Lawmakers vote down proposal to open records on secret-ballot system at Colorado statehouse

By Jeffrey A. Roberts
CFOIC Executive Director

Legislators Friday defeated a CORA bill amendment, proposed by Sen. Barbara Kirkmeyer, aimed at opening records on the Democrats’ use of a secret survey to help decide the fate of bills requiring state funding.

Kirkmeyer, a Brighton Republican, listed several reasons why she believes use of the anonymous “quadratic voting” system by the House and Senate Democratic caucuses — reported on extensively by KUNC public radio — violates the Colorado Open Meetings Law.

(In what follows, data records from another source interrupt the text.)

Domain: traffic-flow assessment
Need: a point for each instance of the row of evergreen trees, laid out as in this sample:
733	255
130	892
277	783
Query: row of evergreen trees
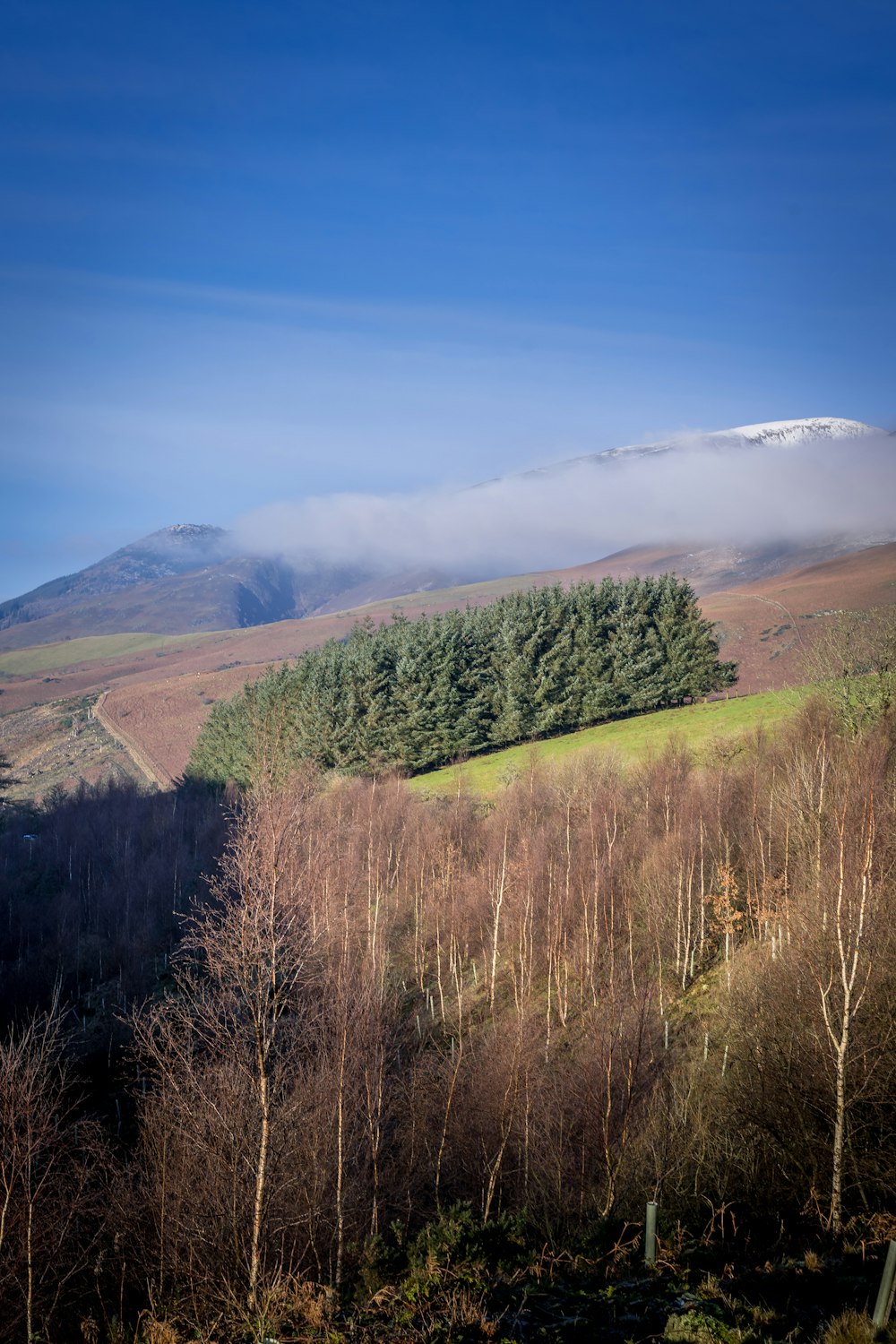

Her reasons mirrored arguments made by the Colorado Freedom of Information Coalition in a letter sent last fall to legislative leaders. CFOIC noted the Colorado Supreme Court’s 1983 ruling in Cole v. State, holding that legislative caucus meetings are subject to the open meetings law. We pointed to the law’s prohibition against meeting via electronic means unless the public is provided notice and an opportunity to observe. And we cited the law’s prohibition against public bodies using secret ballots to adopt any “position.”

Sen. Barbara Kirkmeyer
Sen. Barbara Kirkmeyer, R-Brighton, discusses her proposed CORA amendment.

Kirkmeyer’s proposal came during Senate floor debate on Senate Bill 23-286, which modernizes some aspects of the Colorado Open Records Act.

The amendment, which lost on a standing vote, would have changed CORA’s definition of work product, non-disclosable records assembled for the benefit of elected officials to help them make decisions. Kirkmeyer wanted to make sure “the results of any quadratic voting conducted by members of the General Assembly” could not be deemed work product.

“You don’t get to try and hide the top-secret survey or the top-secret survey results by saying it’s work product, not when you are using the top-secret survey results to determine if bills live or die or to make decisions on which bills get to go forward based on how much money is in them and do we want to put them in the budget or not,” she said. “You don’t get to do that.”

In 2022, Democratic legislators and the Office of Legislative Legal Services denied KUNC’s request for the quadratic voting results, citing CORA’s work product exception.

This session, Senate President Steve Fenberg, D-Boulder, still maintained the results are protected work product but waived the protection to release spreadsheets of rankings on 140 bills to KUNC and The Denver Post. The spreadsheets don’t show how individual lawmakers cast their votes in the online survey.

“The public should be able to see how every lawmaker filled out the survey,” Kirkmeyer said. “You’re going to put it in electronic format, you’re going to fill out a survey, the public has the right to see that. It is a public document.”

No other senators spoke about Kirkmeyer’s proposal before it was voted down.